Any benefit amount exceeding limits is considered a fringe benefit. If the calculated benefit amount for the calendar month works out to be greater than the limit, the fringe benefit is calculated separately for each month, and the fringe benefit has to be declared in the month when the benefit has been disbursed.

If accounting are kept, a natural person may receive tax-exempt benefits also from multiple employers, with the cap of 335 euros applied to each employer separately. A benefit includes all the costs related to the normal use of a car (including fuel, parking etc.).
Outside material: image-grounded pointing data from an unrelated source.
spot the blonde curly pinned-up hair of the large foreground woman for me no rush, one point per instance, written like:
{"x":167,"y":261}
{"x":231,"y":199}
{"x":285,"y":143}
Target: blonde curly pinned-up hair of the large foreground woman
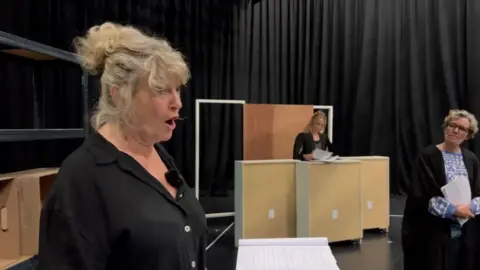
{"x":122,"y":55}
The kilometre price and tax-exempt limit set in the regulation are not linked to actual costs (documents detailing the costs). Whilst subsection 12 (3) of the Income Tax Act does state that the income of a natural person is not a documented cost reimbursement provided for the benefit of another party, it also adds that this subsection is not applied to a benefit the taxation of which is subject to separate conditions and limits. Since separate conditions and limits have been set for a benefit paid for the use of a personal passenger car, reimbursement of the use of a passenger car (e.g. payment of a parking fee, tyre replacement, running costs of repairs or the like) on the basis of documents detailing the costs is a fringe benefit.

Exceptionally, the costs of a personal passenger car may be reimbursed based on a document detailing the costs if travel on secondment is completed using a personal passenger car, and these costs are reimbursed based on the so-called regulations concerning missions.